Do you ever not know what the film is going to end up looking like?
SS: I don’t think you ever know what it’s going to look like. It’s the funniest thing, because you sit down, and when you’re talking to somebody about if you want to do the film, I always ask a director, “Why do you want to do this? Who would be your ideal cast? What do you think the movie’s about? Pretend you’re in a junket and answer these questions.” So that I get some sense of the director’s vision and where it’s going to go, and what they say. And then you see the final thing, and you go, “Well, what did we talk about?” It never seems to end up really what you thought it was going to be, and sometimes that’s great, because ultimately the director, in the end, has to go with what he gets, and sometimes the casting makes magic some way you didn’t expect, and other plotlines, you just don’t need them any more, or something’s redundant, or whatever. It’s like throwing it in a pot, and it comes out a little bit different size, maybe not the same color. And I guess that’s part of why you have to work to accomplish what you’re trying to accomplish in the moment, and not count on the result being a certain way, or you just end up a bitter alcoholic.
So you wouldn’t finish, say, Thelma and Louise and think, “I’m sure it’s going to hit a nerve with women,” or make Rocky Horror Picture Show and think “They’re going to be acting this movie out in theaters for years?”
SS: No, no, no. No idea. Just not at all. I believe with Thelma and Louise, I thought, “This is like a cowboy movie with women and cars instead of guys and horses.” You know, how much fun to play kind of like a renegade bad girl? But I had no idea we were backing into this genre, or this land, that was held so firmly by white heterosexual men. I just had no idea it would cause that. Not at all. Because I think you have to believe in your character and you have to suspend your judgment in order to go there. We thought Dead Man Walking would end up, you know, on video or something. I didn’t know people would want to watch that film more than once. It’s so scary, and I guess the redemption aspect of it made people watch it over and over and over, the least likely people. So I think you have to just do it because you want to work with those people, you like your character, you like the story, you’re curious about something, you find it scary or challenging, and then you go from there. And if it ends up managing to get distribution, managing to be released in a way that people will find it, scored in a way that doesn’t ruin it, and it’s still fairly intact, you just go, “Wow, that’s great.” You know, that’s like a bonus.
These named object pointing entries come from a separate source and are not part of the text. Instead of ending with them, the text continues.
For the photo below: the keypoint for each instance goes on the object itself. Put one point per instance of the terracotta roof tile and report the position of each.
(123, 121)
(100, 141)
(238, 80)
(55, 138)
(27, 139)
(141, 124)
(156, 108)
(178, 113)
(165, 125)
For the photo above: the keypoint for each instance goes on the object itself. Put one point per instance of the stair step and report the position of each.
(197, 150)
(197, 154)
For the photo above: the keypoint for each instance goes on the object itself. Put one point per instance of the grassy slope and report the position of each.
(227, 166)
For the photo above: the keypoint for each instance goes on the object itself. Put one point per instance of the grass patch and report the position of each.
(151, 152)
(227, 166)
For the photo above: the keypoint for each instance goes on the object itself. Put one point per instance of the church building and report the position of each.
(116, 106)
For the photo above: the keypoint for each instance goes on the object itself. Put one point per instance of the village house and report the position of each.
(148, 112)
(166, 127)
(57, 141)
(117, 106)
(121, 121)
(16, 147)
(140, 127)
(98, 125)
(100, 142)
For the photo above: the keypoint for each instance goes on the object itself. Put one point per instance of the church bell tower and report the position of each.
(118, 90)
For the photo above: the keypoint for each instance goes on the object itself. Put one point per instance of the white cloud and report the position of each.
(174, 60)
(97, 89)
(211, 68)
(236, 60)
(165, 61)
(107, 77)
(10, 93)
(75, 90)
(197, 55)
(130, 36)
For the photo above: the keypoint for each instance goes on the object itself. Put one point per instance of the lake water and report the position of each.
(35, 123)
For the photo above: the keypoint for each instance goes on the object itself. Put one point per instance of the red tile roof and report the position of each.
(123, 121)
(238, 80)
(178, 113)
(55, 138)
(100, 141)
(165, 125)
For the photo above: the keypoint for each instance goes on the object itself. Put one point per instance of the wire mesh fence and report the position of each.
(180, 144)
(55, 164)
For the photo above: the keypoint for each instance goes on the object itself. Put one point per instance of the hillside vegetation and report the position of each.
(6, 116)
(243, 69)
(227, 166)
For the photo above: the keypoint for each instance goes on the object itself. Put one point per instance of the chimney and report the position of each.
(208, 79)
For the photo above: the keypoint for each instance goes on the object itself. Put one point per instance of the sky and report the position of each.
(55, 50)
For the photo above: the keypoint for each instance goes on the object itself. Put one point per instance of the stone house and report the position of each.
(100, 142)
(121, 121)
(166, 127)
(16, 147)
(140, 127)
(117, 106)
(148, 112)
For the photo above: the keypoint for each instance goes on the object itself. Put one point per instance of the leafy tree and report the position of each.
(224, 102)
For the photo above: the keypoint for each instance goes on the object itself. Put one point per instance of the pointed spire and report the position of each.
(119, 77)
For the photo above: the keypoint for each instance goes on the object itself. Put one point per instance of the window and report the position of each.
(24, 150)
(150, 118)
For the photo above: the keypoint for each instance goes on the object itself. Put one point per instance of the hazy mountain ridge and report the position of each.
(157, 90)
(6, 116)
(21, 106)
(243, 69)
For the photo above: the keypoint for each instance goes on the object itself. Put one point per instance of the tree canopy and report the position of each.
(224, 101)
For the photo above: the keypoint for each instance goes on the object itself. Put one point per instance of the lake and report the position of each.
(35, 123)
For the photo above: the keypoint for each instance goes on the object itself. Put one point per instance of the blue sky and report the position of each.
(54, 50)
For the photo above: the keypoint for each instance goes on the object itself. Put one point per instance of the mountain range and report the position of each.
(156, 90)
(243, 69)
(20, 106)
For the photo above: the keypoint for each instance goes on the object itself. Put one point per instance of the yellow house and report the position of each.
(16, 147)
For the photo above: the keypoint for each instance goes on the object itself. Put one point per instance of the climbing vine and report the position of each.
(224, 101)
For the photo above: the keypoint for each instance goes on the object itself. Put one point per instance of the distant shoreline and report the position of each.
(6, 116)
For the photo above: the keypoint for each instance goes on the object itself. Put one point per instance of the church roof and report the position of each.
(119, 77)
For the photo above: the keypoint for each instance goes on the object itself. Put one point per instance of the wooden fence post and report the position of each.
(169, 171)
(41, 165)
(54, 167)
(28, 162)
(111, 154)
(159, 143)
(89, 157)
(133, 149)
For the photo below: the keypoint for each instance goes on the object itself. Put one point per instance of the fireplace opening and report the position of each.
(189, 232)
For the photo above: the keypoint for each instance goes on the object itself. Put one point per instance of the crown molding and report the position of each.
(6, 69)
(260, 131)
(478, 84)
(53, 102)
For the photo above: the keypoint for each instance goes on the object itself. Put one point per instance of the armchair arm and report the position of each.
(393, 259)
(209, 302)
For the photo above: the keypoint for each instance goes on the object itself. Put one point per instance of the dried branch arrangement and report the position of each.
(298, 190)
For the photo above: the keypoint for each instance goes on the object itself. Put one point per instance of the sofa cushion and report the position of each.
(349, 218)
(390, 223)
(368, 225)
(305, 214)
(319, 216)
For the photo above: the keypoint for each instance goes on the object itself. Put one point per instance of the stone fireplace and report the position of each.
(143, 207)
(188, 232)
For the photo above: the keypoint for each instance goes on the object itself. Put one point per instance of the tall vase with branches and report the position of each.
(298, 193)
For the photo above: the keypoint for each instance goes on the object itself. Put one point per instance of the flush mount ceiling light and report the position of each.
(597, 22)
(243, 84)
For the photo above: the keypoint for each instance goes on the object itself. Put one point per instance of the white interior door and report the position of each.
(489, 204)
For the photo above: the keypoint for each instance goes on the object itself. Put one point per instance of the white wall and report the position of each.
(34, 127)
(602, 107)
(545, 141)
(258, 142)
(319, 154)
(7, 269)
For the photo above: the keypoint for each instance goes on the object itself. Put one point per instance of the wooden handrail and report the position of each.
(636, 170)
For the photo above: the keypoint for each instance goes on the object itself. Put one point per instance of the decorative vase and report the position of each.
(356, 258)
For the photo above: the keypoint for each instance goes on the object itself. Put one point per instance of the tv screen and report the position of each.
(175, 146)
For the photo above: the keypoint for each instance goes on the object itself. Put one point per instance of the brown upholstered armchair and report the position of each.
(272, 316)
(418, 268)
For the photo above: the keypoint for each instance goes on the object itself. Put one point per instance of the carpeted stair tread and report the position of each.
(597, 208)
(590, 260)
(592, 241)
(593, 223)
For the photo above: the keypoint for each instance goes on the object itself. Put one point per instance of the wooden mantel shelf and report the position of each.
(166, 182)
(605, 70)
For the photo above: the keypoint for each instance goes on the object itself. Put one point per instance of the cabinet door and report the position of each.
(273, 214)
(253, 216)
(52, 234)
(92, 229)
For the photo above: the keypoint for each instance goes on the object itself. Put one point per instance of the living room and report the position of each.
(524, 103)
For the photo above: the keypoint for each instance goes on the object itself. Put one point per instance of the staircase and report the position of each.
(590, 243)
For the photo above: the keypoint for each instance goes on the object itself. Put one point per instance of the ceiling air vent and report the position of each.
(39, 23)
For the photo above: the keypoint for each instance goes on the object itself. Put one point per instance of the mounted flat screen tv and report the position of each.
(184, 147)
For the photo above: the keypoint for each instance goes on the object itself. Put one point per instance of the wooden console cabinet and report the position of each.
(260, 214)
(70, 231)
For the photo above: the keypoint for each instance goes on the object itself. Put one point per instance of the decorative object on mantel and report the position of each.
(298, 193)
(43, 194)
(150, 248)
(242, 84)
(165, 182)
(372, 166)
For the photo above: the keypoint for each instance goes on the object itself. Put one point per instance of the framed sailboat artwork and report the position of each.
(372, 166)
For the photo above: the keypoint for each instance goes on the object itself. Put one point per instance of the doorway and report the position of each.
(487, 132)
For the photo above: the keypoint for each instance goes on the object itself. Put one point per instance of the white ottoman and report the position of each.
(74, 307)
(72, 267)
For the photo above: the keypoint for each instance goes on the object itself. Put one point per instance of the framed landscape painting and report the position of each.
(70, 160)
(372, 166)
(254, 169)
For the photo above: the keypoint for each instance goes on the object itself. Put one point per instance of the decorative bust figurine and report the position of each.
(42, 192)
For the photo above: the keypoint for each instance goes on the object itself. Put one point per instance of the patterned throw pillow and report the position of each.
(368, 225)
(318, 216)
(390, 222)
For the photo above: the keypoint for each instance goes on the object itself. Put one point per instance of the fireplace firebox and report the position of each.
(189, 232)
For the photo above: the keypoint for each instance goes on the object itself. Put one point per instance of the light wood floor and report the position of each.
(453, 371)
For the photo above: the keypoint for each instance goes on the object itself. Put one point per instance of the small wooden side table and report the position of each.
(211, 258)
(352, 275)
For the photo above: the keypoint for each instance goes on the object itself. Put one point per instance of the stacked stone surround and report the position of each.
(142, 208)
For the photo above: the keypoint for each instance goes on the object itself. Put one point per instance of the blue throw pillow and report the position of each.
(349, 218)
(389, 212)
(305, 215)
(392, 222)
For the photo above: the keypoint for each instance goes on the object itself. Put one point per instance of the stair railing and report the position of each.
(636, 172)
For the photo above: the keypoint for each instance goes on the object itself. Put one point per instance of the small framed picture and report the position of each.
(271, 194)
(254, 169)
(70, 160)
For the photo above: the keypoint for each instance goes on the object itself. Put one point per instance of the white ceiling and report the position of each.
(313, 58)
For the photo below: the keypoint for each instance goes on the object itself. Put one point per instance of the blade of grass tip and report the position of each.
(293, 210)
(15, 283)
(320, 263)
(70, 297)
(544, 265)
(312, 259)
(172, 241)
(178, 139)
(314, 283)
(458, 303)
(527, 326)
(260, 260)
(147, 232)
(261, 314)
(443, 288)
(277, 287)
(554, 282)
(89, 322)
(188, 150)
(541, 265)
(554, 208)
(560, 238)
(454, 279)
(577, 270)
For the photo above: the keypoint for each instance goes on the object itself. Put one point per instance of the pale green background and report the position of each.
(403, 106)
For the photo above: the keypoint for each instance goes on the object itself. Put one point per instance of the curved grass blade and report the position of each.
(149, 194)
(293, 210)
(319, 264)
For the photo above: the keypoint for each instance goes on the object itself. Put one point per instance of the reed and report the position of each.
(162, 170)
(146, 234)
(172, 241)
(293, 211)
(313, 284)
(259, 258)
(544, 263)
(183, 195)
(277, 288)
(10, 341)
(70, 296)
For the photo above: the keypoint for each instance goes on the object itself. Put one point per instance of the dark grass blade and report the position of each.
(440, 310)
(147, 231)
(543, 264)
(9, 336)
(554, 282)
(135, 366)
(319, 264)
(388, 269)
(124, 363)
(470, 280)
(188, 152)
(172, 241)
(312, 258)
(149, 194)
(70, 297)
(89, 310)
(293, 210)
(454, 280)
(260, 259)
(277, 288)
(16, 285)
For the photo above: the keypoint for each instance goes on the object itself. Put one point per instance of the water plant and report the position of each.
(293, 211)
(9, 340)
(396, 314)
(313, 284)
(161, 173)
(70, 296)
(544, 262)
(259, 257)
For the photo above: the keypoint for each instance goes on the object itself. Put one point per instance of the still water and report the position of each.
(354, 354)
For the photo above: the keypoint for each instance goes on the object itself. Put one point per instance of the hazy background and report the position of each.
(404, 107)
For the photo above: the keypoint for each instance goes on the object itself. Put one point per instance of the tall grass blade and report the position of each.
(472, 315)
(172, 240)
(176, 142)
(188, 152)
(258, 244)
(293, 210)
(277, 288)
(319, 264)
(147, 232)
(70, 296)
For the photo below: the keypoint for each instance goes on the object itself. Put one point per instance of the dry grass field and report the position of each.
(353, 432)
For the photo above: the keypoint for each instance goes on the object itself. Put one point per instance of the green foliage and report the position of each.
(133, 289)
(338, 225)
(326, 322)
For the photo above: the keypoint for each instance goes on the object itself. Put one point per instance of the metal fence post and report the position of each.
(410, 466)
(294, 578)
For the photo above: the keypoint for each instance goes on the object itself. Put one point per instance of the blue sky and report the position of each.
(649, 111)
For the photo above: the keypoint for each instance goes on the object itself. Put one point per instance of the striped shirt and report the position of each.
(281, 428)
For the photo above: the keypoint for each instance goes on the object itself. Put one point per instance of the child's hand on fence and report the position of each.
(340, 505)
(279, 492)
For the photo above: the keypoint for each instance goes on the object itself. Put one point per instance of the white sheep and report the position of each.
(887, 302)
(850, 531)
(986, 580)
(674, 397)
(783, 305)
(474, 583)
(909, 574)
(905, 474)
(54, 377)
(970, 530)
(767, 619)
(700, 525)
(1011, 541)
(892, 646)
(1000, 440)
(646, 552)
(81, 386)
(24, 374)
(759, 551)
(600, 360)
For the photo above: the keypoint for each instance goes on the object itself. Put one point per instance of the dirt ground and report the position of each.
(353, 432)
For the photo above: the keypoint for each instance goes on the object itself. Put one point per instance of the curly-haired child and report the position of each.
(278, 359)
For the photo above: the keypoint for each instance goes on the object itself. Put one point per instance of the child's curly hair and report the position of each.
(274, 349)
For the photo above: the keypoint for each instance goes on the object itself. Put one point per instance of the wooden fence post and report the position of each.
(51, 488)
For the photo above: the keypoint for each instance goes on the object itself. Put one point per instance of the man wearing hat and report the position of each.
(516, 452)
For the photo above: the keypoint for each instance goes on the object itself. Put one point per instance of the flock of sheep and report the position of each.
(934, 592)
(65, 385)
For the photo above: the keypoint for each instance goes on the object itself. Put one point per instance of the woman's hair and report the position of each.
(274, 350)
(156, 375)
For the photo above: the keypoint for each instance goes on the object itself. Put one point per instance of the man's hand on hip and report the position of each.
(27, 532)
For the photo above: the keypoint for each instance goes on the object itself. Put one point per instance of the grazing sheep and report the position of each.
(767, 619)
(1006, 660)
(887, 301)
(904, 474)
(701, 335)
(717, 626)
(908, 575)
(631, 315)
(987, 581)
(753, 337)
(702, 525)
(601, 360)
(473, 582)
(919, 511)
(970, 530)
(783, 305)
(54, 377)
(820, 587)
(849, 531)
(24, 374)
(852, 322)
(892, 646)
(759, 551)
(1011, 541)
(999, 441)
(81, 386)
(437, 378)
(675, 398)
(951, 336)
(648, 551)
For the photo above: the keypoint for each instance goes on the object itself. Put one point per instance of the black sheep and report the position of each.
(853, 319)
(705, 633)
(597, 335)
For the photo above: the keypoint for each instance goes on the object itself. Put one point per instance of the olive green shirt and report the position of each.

Sarandon in Elizabethtown.
So you’re not thinking about Oscars or anything like that.
SS: I would love to get a nomination, but the problem is that very often, the supporting category is crowded by people that are actually in lead parts, and so people that are in supporting parts don’t get a shot, so I don’t know what’s going to happen with that. But I would love to get a nomination, just because it’s fun, and I think Saoirse deserves it. I would love to see Stanley [Tucci] get one; I’ve worked with him twice before this [in Joe Gould’s Secret and Shall We Dance?] and he’s done such great work, and he’s such a pro and such a good guy.
So it never gets old.
SS: No. I mean, I don’t want to dress up and go just for the hell of dressing up and going. I’ve used up my coupons for that. Even getting it all together to present, depending on what’s going on, is sometimes too much. It takes a lot of energy to get out here and find a dress and, depending on if the studio’s helping you or not, it’s expensive. So, I’m interested when there’s people involved that I care about. That makes it more interesting for me.